25 March 2006

Yesterday was Structured Learning Day

I'm out in Chicago at the atomic learning workshop and yesterday was structured prediction day. There were a lot of cool talks on pretty much all the major SP techniques: Charles talked about efficient training of CRFs, Yasemin talked about semi-supervised learning in M3Ns and SVMISOs, Ben talked about efficient training of M3Ns for combinatorial-style problems (like word alignment), Drew talked about planning as a SP problem, Vasin talked about the tradeoffs of local vs. global inference in SP, and I of course talked about search.

I really enjoyed Drew's talk. He is considering the problem of robot navigation, which is typically handled using A* search and some very crafty hand-written heuristic rules for generating the cost map over which A* search runs. He wants to get rid of the crafty part and replace it with learning. The idea is simple and cute: use observed features the robot receives to learn to produce a cost map so that when A* runs it finds the right path. Here, he defines the right path by having a human remote control the robot and drive it to the correct place. He casts this as a max-margin problem and solves it using very fast subgradient methods. There's no paper on this yet, but if all goes well there will be soon. I think there's a lot of stuff here that could strongly influence how we think about SP.

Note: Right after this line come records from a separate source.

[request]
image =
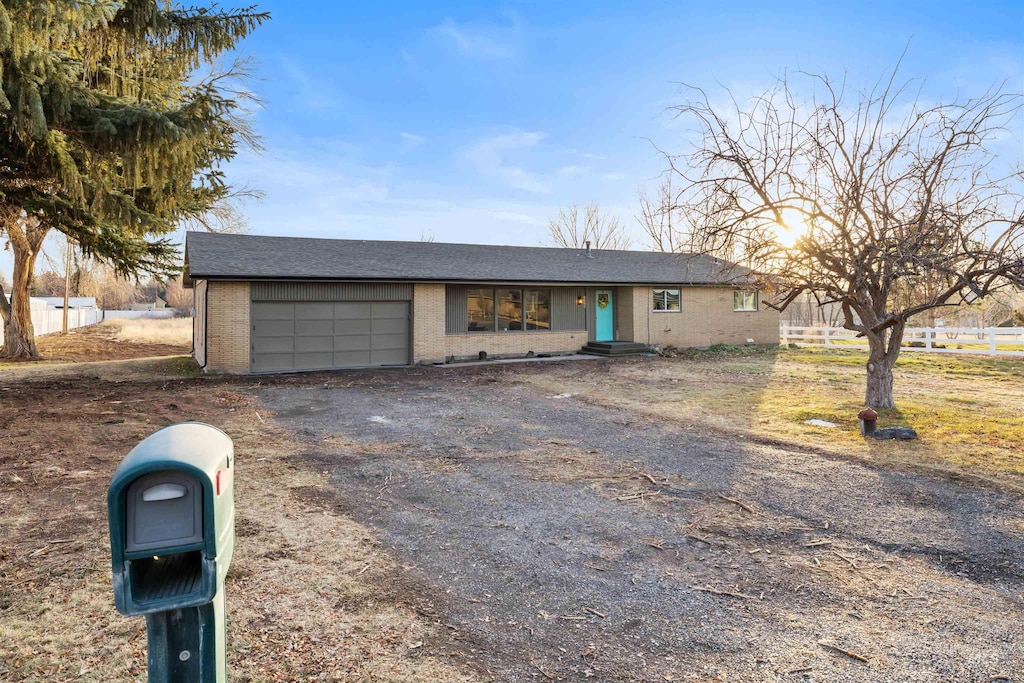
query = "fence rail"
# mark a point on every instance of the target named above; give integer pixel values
(47, 321)
(976, 341)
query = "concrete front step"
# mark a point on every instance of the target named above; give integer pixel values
(614, 349)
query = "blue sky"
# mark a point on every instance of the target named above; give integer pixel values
(476, 122)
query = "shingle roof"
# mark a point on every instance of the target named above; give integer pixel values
(211, 256)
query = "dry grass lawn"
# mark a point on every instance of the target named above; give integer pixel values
(967, 410)
(116, 339)
(170, 331)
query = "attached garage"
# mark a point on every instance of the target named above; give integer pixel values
(273, 304)
(326, 326)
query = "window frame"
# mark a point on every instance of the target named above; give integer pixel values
(665, 299)
(740, 296)
(548, 295)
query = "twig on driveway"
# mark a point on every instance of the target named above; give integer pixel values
(638, 496)
(544, 673)
(735, 502)
(849, 653)
(387, 482)
(730, 594)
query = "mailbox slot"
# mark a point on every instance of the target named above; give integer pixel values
(163, 510)
(166, 577)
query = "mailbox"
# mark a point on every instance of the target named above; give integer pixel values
(171, 509)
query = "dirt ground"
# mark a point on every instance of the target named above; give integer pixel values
(310, 593)
(576, 541)
(473, 523)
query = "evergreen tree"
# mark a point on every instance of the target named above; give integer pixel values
(114, 122)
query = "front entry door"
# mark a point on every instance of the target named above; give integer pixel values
(605, 328)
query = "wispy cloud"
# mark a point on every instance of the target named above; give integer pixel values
(411, 140)
(309, 94)
(489, 157)
(477, 41)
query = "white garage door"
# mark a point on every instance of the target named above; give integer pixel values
(322, 335)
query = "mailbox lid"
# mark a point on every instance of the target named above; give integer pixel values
(194, 449)
(163, 510)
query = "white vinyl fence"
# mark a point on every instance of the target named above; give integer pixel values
(978, 341)
(47, 321)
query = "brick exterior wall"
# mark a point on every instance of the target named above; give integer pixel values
(706, 317)
(199, 322)
(227, 328)
(428, 323)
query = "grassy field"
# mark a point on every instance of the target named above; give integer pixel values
(967, 410)
(171, 331)
(116, 339)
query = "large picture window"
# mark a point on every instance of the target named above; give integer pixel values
(508, 309)
(666, 300)
(744, 300)
(480, 303)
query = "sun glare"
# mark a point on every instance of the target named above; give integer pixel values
(791, 229)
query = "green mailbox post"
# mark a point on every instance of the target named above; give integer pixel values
(171, 509)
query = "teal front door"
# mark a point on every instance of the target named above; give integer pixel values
(605, 328)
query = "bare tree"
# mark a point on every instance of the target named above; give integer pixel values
(881, 202)
(572, 230)
(178, 297)
(658, 218)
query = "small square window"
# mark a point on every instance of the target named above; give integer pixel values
(744, 300)
(666, 300)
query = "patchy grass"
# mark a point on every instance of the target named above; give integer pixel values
(966, 410)
(170, 331)
(111, 340)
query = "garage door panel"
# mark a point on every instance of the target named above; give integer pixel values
(305, 344)
(273, 345)
(390, 326)
(390, 309)
(349, 310)
(351, 358)
(320, 360)
(273, 361)
(273, 311)
(313, 328)
(295, 336)
(356, 327)
(390, 341)
(313, 311)
(273, 329)
(398, 356)
(352, 343)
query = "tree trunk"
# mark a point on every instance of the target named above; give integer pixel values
(882, 357)
(18, 334)
(880, 383)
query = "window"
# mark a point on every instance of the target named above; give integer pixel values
(538, 309)
(666, 300)
(744, 300)
(480, 303)
(508, 309)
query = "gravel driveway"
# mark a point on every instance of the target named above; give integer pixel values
(556, 540)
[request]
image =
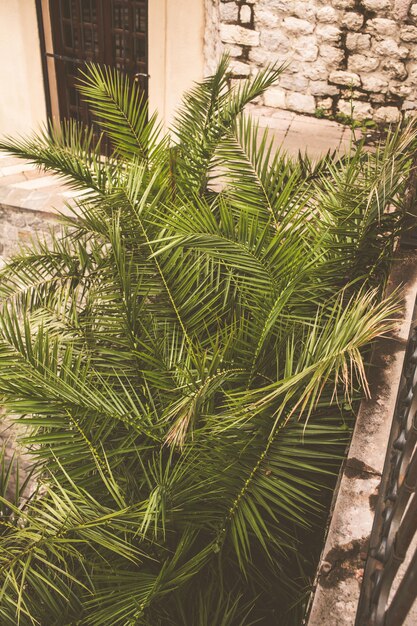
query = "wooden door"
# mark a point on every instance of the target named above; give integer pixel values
(111, 32)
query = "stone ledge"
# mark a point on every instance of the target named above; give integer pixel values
(339, 577)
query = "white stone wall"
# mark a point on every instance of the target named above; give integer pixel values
(357, 57)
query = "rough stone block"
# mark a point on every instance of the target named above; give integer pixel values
(409, 105)
(266, 18)
(386, 114)
(317, 71)
(305, 10)
(382, 26)
(331, 54)
(239, 69)
(341, 77)
(390, 48)
(352, 20)
(355, 42)
(229, 12)
(275, 41)
(327, 14)
(324, 103)
(408, 33)
(259, 56)
(245, 14)
(297, 26)
(328, 33)
(361, 63)
(375, 82)
(401, 89)
(376, 5)
(356, 108)
(301, 103)
(234, 51)
(322, 88)
(230, 33)
(343, 4)
(275, 97)
(395, 69)
(296, 82)
(306, 49)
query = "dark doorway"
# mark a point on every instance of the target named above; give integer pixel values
(111, 32)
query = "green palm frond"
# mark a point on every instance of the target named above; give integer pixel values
(185, 359)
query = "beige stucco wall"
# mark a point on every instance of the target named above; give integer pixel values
(176, 59)
(176, 39)
(22, 98)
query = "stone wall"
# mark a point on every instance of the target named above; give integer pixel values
(341, 54)
(18, 226)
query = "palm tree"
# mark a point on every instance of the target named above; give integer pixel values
(183, 360)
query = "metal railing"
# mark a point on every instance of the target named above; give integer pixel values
(386, 598)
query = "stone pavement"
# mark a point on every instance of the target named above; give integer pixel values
(300, 133)
(24, 187)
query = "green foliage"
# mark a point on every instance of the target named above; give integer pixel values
(182, 358)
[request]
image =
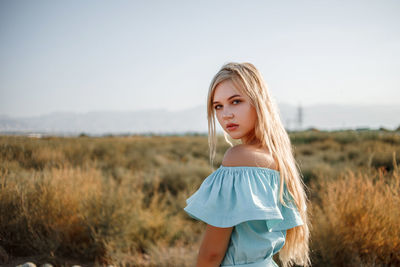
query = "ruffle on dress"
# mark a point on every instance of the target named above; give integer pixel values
(232, 195)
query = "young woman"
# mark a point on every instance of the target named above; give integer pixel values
(254, 204)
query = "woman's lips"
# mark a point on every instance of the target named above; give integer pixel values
(232, 127)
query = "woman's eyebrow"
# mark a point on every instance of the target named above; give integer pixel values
(228, 98)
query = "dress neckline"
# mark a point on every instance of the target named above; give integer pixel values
(248, 167)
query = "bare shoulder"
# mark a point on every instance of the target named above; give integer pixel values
(247, 155)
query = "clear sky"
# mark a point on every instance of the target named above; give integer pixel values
(85, 56)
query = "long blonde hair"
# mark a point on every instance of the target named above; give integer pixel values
(271, 134)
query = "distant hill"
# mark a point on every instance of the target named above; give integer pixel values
(161, 121)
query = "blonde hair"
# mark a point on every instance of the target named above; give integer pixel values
(271, 134)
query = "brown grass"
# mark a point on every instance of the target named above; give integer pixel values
(357, 221)
(120, 200)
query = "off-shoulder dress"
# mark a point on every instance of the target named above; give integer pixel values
(246, 198)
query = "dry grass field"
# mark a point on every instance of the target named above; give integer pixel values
(120, 200)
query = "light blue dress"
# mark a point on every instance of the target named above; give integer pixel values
(248, 199)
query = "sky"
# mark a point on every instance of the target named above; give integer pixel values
(82, 56)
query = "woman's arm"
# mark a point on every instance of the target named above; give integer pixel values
(214, 245)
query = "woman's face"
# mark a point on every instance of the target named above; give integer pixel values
(234, 111)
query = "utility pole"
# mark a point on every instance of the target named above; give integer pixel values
(300, 117)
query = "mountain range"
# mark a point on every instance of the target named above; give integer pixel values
(194, 120)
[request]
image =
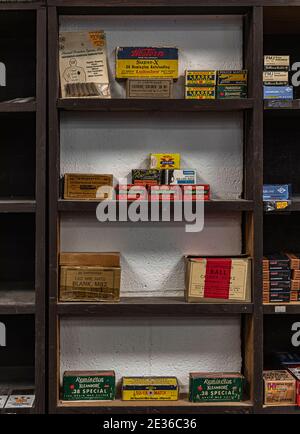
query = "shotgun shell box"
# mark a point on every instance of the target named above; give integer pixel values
(164, 161)
(89, 386)
(232, 77)
(207, 78)
(276, 78)
(198, 92)
(146, 177)
(231, 91)
(147, 62)
(218, 279)
(150, 389)
(278, 92)
(149, 88)
(216, 387)
(278, 63)
(280, 388)
(85, 186)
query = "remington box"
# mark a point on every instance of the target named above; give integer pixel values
(236, 77)
(85, 186)
(90, 277)
(164, 161)
(149, 88)
(146, 177)
(218, 279)
(198, 92)
(147, 62)
(276, 78)
(216, 387)
(206, 78)
(278, 63)
(89, 386)
(280, 388)
(150, 389)
(231, 91)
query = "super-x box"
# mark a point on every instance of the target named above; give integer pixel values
(147, 62)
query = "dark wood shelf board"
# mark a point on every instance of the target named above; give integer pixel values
(17, 205)
(153, 306)
(174, 105)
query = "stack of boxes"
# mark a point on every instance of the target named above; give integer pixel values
(276, 78)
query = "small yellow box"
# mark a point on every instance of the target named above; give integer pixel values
(165, 161)
(150, 389)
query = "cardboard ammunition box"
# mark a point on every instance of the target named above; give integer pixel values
(89, 386)
(217, 279)
(278, 92)
(296, 374)
(194, 78)
(131, 192)
(276, 78)
(278, 63)
(280, 388)
(275, 262)
(179, 177)
(85, 186)
(232, 77)
(146, 62)
(149, 88)
(216, 387)
(150, 389)
(198, 92)
(146, 177)
(231, 91)
(165, 161)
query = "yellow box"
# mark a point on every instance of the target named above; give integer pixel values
(150, 389)
(165, 161)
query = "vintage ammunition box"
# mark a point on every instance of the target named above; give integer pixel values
(194, 78)
(198, 92)
(179, 177)
(216, 387)
(150, 389)
(276, 63)
(89, 386)
(278, 92)
(164, 161)
(231, 91)
(147, 62)
(280, 388)
(146, 177)
(232, 77)
(149, 88)
(276, 78)
(85, 186)
(217, 279)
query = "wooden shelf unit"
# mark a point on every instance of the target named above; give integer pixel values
(24, 137)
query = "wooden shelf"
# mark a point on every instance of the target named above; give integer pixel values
(174, 105)
(153, 306)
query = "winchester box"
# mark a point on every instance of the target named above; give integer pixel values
(218, 279)
(147, 62)
(216, 387)
(89, 386)
(149, 88)
(85, 186)
(150, 389)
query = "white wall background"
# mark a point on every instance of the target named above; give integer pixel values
(152, 252)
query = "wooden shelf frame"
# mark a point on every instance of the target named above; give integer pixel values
(251, 315)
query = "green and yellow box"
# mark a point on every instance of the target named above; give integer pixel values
(150, 389)
(89, 386)
(216, 387)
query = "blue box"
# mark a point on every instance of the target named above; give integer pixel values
(278, 92)
(277, 192)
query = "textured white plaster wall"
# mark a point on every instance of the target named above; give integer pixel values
(152, 253)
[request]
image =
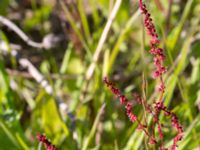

There were many questions raised at the workshop that I deserve significant thought. These include:

  1. What is structured learning?
  2. How does structured learning related to multi-task learning (ala Rich Caruana and others)?
  3. What sort of techniques are there for dealing with un- or partially-labeled data for structured learning?
  4. What can be done about featuritis (i.e., throwing in all possible features)? Also: Is this a legitimate concern?
  5. How important is it what loss function we optimize?
  6. When is local learning enough (ala Dan Roth) and when must you do "global learning?"
  7. What training techniques scale sufficiently?
Almost all of these questions deserve separate posts, and of course they are non-independent. Modulo feedback, I'll probably start at the top and work my way down. (Of course, if John beats me to it, I'll just post on his blog and cross-link here.)


hal said...

I started a separate post on heuristics to discuss this. Please reply there.

Kevin Duh said...

I don't think that structured learning is such a complicated approach--people have worked on prediction problems with structured outputs for years. For example, speech recognition (predicting a sequence of words), communication theory (decoding streams of bits), etc. are all so-called "structured learning" problems. It's just that recently the term has been coined and people looked at things in a more general light.

Hal, regarding your post on the TTI atomic learning workshop--I'd appreciate if you could comment on each of the issues mentioned when you have time. :)